5. I hope you remember to laugh. Beloved and I had a really rough patch about two years ago. Not between each other, but with our lives outside the marriage: job struggles, distance from family & friends, a long hard time for us both. But what we've always been able to do together is laugh: at ourselves, at the sublime foolishness life can be, at this world God loves so much for reasons we don't always understand. Laughter really is good medicine.

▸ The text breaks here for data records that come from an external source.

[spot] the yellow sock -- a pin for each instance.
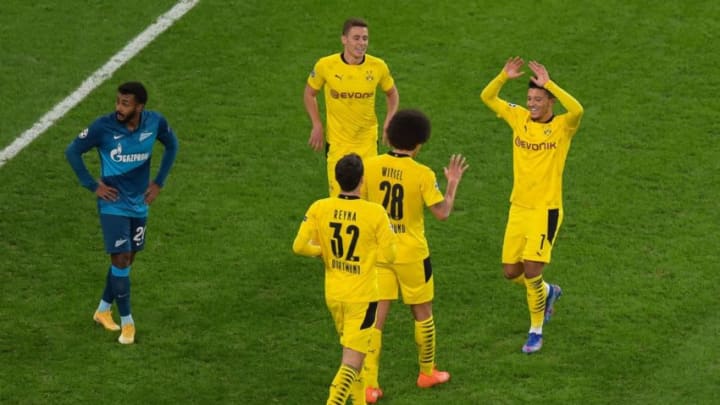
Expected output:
(425, 341)
(536, 293)
(519, 279)
(341, 385)
(358, 390)
(371, 366)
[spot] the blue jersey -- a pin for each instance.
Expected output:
(124, 159)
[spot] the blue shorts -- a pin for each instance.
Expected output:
(123, 234)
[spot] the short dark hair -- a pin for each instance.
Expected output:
(408, 129)
(136, 89)
(349, 171)
(532, 85)
(353, 22)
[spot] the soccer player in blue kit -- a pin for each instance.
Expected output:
(124, 141)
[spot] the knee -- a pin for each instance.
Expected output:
(512, 270)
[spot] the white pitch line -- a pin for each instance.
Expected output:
(131, 49)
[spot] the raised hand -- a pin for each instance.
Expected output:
(512, 67)
(456, 168)
(541, 75)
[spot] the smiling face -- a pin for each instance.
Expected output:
(540, 104)
(355, 44)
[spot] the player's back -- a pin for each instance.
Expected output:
(404, 187)
(351, 231)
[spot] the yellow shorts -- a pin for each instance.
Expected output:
(530, 234)
(414, 280)
(336, 153)
(354, 323)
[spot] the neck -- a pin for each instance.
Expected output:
(351, 60)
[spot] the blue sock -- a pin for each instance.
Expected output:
(124, 320)
(107, 297)
(120, 280)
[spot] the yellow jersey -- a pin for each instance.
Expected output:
(349, 93)
(404, 187)
(348, 232)
(539, 148)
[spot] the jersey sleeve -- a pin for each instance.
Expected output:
(491, 97)
(574, 108)
(167, 137)
(87, 139)
(306, 237)
(387, 82)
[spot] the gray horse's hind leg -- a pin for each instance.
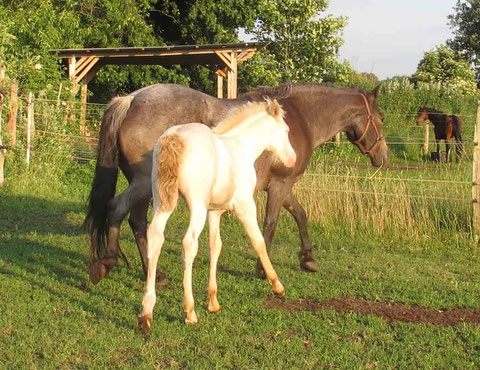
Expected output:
(307, 261)
(276, 195)
(138, 224)
(119, 207)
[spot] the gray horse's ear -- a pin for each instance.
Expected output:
(274, 109)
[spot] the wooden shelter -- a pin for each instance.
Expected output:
(83, 64)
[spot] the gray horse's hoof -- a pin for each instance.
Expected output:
(97, 272)
(309, 265)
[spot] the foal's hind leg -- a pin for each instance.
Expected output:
(247, 213)
(190, 248)
(156, 239)
(215, 249)
(307, 261)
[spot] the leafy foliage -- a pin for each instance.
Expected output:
(466, 26)
(444, 66)
(304, 45)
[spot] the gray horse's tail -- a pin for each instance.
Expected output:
(106, 173)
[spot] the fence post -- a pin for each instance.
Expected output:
(2, 156)
(12, 114)
(426, 143)
(30, 125)
(476, 176)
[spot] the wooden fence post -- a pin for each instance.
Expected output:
(426, 143)
(30, 125)
(476, 176)
(2, 156)
(12, 114)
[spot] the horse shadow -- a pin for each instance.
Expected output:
(36, 248)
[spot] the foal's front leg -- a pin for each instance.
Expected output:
(215, 249)
(246, 211)
(190, 249)
(155, 239)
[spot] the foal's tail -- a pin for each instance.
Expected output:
(106, 173)
(169, 155)
(457, 133)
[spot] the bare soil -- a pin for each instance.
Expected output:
(389, 311)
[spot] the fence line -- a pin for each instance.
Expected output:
(389, 178)
(466, 200)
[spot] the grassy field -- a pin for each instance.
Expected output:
(52, 317)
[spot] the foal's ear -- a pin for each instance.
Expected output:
(274, 109)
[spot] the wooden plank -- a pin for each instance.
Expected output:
(85, 70)
(29, 126)
(476, 177)
(225, 57)
(2, 152)
(12, 114)
(219, 86)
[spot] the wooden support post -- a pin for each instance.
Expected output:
(476, 177)
(12, 114)
(83, 111)
(30, 125)
(232, 77)
(2, 151)
(219, 86)
(59, 94)
(426, 143)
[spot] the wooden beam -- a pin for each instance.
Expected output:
(225, 57)
(80, 62)
(83, 111)
(88, 67)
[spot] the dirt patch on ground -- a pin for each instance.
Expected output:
(389, 311)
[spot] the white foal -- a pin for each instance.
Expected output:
(214, 171)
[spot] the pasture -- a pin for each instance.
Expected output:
(52, 317)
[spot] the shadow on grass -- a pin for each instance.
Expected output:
(31, 214)
(39, 246)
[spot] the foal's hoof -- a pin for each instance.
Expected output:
(145, 323)
(309, 265)
(279, 289)
(97, 272)
(191, 318)
(260, 273)
(212, 307)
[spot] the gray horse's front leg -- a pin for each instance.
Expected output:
(307, 261)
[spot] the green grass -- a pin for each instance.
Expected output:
(52, 317)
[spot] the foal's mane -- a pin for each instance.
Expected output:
(241, 114)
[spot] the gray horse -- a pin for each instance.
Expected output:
(132, 124)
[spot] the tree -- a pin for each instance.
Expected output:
(304, 45)
(466, 26)
(444, 66)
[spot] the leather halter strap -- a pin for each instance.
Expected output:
(370, 122)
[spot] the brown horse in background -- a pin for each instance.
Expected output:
(445, 127)
(131, 126)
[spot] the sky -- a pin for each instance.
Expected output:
(389, 37)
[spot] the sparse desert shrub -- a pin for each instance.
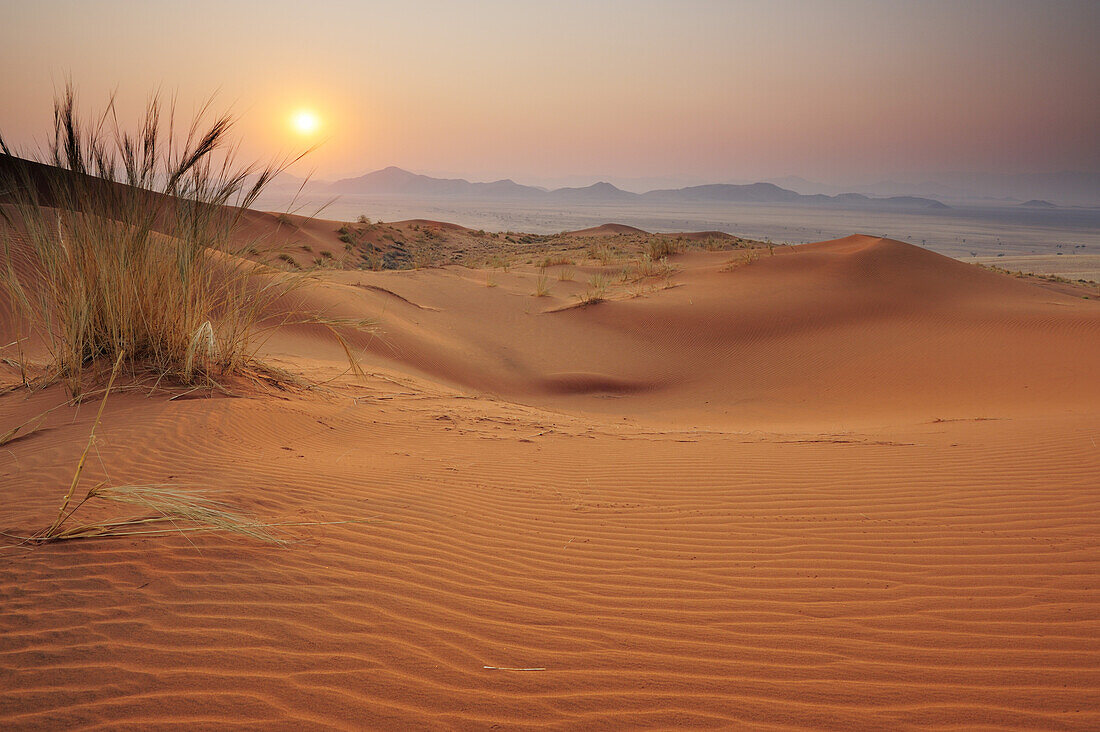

Bonus: I hope you respect women. This wasn't an overt wish, but rather one that has been developing my whole life through. I have been surrounded by strong women, good leaders, and have learned much from all of them. My mother is one of the most capable, intelligent people I know, and I'm proud to be her son. My wife is a great servant of the church who gets more done in less time than anyone I know. My first camp director, Sunni Richardson, ran an incredibly complicated program with grace and passion. I've had confirmation teachers, seminary professors, mentors in ministry and colleagues along the way who have taught me how wrong it is to think one's gender has anything to do with one's ability to do anything in the world. Tomorrow the church I am privileged to serve will install the Rev. Elizabeth Eaton as its presiding bishop. My girls will grow up in a church that is finally beginning to understand the gifts its women leaders have to offer, and I can only see good things coming as a result. Sometimes I laugh that the eldest of three sons who knew so little about women growing up has come to be the father of two girls with such passion & character - it's poetic justice and an great privilege all in one wonderful family package. But thanks to the many strong women in my life, I feel up to the opportunity. Thanks be to God!